227. Les militaires de l’AFDL/APR qui venaient de Bukavu sont arrivés à Hombo, un village situé à la frontière du Nord-Kivu et Sud-Kivu, aux alentours du 7 décembre 1996. Ils se sont ensuite divisés en plusieurs groupes. Une partie des troupes a continué en direction de la localité de Walikale tandis qu’une d’autre est restée dans la zone afin de traquer les réfugiés. Un troisième groupe est parti à la poursuite des réfugiés en fuite dans le groupement de Walowa-Luanda, au sud-est du territoire de Walikale.

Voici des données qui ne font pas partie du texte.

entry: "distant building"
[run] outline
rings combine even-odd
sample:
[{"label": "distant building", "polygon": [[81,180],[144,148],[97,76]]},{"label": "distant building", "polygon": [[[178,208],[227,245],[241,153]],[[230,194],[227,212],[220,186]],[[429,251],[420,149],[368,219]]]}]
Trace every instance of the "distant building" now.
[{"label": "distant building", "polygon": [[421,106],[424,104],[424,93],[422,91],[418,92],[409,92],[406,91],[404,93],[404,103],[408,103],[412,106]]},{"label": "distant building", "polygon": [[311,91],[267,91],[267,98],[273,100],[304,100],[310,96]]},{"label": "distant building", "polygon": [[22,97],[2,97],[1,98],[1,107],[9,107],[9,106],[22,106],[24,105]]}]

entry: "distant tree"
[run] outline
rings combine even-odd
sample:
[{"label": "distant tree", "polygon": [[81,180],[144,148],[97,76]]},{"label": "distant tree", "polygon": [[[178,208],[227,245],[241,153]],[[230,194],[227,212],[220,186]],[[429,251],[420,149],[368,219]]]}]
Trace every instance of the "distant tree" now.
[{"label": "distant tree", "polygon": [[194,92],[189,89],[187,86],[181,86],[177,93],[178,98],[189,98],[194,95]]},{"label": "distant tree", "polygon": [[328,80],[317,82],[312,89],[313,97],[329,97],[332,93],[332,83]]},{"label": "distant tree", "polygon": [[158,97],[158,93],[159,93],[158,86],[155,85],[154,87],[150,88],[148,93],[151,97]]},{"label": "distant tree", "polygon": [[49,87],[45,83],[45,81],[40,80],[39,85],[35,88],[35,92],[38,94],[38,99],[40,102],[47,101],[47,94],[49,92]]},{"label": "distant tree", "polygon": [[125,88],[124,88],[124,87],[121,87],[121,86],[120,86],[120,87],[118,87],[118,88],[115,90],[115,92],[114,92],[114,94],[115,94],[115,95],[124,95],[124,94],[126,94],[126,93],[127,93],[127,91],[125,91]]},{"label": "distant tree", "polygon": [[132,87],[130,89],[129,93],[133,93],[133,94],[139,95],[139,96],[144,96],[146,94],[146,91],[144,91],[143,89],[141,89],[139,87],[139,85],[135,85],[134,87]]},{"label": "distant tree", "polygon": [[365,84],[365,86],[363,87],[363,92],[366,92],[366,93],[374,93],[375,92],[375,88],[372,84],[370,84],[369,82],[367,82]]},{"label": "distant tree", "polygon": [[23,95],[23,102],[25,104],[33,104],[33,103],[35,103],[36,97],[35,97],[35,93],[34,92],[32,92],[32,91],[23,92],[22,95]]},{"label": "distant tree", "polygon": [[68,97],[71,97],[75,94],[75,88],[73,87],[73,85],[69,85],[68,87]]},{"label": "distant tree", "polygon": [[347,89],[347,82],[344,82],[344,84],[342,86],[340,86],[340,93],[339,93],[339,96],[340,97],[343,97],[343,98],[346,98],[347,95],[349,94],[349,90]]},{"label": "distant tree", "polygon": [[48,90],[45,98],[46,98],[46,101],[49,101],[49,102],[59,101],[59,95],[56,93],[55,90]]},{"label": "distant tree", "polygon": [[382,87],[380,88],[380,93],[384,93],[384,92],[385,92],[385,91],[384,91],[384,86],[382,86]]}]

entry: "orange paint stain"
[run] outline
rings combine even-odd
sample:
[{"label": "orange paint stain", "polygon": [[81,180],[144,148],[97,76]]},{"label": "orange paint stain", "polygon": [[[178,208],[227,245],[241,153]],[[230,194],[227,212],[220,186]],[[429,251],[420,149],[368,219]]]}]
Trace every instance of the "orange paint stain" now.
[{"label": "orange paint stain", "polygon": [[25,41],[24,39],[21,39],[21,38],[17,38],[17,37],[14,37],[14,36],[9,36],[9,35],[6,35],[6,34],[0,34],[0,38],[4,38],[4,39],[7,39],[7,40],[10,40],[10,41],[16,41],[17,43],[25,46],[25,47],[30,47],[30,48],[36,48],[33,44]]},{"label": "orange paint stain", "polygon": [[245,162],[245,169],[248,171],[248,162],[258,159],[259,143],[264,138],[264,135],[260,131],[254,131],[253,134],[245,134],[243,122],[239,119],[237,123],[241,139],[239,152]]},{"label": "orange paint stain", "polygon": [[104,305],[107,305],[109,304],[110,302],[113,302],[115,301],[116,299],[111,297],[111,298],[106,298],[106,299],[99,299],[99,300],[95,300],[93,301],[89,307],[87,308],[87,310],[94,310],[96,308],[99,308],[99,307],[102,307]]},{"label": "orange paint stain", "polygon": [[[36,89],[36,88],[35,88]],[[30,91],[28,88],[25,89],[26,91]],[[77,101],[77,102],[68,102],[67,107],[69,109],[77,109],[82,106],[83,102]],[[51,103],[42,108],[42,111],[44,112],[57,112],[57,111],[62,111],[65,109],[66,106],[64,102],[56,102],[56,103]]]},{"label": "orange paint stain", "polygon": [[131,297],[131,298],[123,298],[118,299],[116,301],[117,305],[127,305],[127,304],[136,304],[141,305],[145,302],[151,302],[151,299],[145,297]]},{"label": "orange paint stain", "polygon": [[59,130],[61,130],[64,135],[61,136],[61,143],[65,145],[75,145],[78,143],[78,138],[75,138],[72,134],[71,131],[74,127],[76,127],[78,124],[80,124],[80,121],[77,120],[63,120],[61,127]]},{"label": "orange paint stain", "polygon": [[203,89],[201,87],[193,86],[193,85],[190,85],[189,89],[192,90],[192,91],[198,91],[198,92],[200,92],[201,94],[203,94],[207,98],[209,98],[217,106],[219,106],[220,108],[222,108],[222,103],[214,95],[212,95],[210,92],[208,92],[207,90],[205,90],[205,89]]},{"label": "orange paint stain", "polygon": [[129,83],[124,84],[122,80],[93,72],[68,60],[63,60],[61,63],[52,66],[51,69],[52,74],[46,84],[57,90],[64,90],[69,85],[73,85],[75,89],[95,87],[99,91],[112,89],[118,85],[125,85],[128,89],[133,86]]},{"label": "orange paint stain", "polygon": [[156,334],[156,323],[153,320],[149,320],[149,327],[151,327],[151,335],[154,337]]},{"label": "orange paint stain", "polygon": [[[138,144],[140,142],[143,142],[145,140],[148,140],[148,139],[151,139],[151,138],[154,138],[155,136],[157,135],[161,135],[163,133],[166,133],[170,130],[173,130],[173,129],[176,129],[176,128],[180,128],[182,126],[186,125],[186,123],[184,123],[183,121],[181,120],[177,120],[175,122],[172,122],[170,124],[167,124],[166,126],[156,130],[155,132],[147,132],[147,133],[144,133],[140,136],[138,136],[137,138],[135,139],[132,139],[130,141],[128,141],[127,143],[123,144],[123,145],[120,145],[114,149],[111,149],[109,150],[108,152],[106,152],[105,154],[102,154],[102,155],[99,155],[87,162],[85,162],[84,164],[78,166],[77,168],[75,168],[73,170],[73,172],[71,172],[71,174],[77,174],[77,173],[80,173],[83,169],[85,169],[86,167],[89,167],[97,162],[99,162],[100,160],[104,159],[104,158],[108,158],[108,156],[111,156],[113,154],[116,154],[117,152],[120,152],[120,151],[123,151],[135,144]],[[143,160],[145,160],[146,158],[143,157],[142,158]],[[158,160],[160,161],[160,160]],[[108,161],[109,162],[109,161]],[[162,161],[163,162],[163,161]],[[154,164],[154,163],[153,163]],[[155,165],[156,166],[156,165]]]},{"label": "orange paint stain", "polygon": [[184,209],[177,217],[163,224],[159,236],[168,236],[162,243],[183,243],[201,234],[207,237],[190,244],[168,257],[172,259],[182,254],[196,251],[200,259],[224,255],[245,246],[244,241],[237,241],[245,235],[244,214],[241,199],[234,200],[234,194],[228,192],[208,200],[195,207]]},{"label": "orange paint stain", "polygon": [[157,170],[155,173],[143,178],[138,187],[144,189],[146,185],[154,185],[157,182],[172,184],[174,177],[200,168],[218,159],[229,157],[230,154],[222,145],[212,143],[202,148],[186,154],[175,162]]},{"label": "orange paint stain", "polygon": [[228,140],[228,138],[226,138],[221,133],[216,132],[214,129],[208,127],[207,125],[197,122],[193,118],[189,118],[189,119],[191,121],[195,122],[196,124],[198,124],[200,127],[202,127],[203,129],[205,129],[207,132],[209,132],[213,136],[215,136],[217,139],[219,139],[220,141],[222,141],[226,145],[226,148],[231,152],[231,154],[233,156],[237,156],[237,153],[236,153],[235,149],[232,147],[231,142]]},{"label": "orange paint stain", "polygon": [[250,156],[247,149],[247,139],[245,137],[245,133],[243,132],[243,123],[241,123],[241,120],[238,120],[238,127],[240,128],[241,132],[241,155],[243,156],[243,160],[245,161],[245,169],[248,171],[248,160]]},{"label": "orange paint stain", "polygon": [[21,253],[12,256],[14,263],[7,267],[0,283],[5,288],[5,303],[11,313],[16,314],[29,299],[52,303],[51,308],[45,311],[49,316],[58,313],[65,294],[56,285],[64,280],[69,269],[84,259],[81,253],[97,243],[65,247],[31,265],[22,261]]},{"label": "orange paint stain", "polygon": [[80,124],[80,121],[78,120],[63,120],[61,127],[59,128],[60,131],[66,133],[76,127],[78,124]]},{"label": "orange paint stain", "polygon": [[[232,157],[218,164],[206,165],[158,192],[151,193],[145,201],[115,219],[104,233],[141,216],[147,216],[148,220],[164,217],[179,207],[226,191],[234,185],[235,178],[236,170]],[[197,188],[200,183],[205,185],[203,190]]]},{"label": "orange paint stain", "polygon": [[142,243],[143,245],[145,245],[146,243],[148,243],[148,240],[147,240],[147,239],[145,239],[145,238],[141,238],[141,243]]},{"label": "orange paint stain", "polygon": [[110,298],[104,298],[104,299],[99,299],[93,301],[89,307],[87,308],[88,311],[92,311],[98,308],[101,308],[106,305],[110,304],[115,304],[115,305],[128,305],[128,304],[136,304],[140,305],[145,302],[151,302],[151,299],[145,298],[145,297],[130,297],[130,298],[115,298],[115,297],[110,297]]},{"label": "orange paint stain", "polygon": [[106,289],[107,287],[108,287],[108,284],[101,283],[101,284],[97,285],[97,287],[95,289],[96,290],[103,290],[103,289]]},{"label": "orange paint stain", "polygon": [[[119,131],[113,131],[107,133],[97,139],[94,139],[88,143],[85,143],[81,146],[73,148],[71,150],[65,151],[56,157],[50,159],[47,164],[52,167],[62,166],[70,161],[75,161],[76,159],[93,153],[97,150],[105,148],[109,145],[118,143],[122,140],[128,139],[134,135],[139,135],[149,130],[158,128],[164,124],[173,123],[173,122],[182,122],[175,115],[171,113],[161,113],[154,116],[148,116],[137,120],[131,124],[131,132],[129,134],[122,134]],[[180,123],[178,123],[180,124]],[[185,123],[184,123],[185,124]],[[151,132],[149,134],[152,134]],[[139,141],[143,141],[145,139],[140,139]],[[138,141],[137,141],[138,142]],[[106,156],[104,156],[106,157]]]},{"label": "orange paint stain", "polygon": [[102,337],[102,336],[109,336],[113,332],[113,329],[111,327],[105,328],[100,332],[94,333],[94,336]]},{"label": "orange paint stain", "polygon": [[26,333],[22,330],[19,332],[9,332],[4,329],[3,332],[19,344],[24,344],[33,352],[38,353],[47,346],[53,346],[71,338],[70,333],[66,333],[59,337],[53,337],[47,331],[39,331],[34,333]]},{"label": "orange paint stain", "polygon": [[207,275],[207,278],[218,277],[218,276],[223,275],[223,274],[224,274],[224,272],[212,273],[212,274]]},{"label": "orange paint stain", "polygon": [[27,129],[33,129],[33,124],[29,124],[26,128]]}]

228. À leur arrivée dans le territoire de Walikale, les militaires de l’AFDL/APR ont organisé des réunions publiques à l’attention de la population zaïroise. Au cours de ces réunions, ils ont accusé les réfugiés hutu d’être collectivement responsables du génocide des Tutsi au Rwanda. Ils ont aussi affirmé que les réfugiés projetaient de commettre un génocide contre les populations civiles zaïroises de la région. Dans leurs discours, ils comparaient souvent les réfugiés à des « cochons » saccageant les champs des villageois. Ils demandaient aussi souvent aux Zaïrois de les aider à les débusquer et à les tuer. Selon plusieurs sources, le terme « cochons » était le nom de code utilisé par les troupes de l’AFDL/APR pour parler des réfugiés hutu rwandais. Lorsque les militaires de l’AFDL/APR interdisaient aux Zaïrois d’accéder à certains sites d’exécution, ils leur disaient qu’ils étaient en train de « tuer des cochons »254.

229. Dans cette région, les massacres ont été organisés selon un schéma quasi identique, de façon à tuer un maximum de victimes. À chaque fois qu’ils repéraient une grande concentration de réfugiés, les militaires de l’AFDL/APR tiraient sur eux de manière indiscriminée à l’arme lourde et à l’arme légère. Ils promettaient ensuite aux rescapés de les aider à rentrer au Rwanda. Après les avoir rassemblés sous différents prétextes, ils les tuaient le plus souvent à coups de marteau ou de houe. Ceux qui tentaient de fuir étaient tués par balles. Plusieurs témoins ont affirmé qu’en 1999, des militaires de l’APR/ANC255 se seraient rendus spécialement sur les sites de plusieurs massacres afin de déterrer les corps et de brûler les cadavres256. Dans ce contexte, l’Équipe Mapping a documenté les incidents allégués suivants:

  • À partir du 9 décembre 1996, des militaires de l’AFDL/APR ont tué par balles plusieurs centaines de réfugiés, parmi lesquels un grand nombre de femmes et d’enfants au niveau du pont de Hombo. Au cours des jours suivants, ils ont brûlé vifs un nombre indéterminé de réfugiés au bord de la route au niveau de la localité de Kampala, située à quelques kilomètres de Hombo. Avant d’être tuées, de nombreuses femmes ont été violées par les militaires. Avant de les tuer, les militaires avaient demandé aux victimes de se regrouper en vue de leur rapatriement au Rwanda257.
  • Vers le 9 décembre, des militaires de l’AFDL/APR ont intercepté et exécuté plusieurs centaines de réfugiés rwandais dans les environs du village de Chambucha, situé à 4 kilomètres de Hombo. Les victimes, parmi lesquelles se trouvaient un grand nombre de femmes et d’enfants ont été tuées par balles ou à coups de marteau et de houe sur la tête près d’un pont au dessus de la rivière Lowa. Avant de les tuer, les militaires de l’AFDL/APR avaient promis aux réfugiés de les rapatrier au Rwanda avec l’aide du HCR. La plupart des corps ont ensuite été jetés dans la rivière Lowa258.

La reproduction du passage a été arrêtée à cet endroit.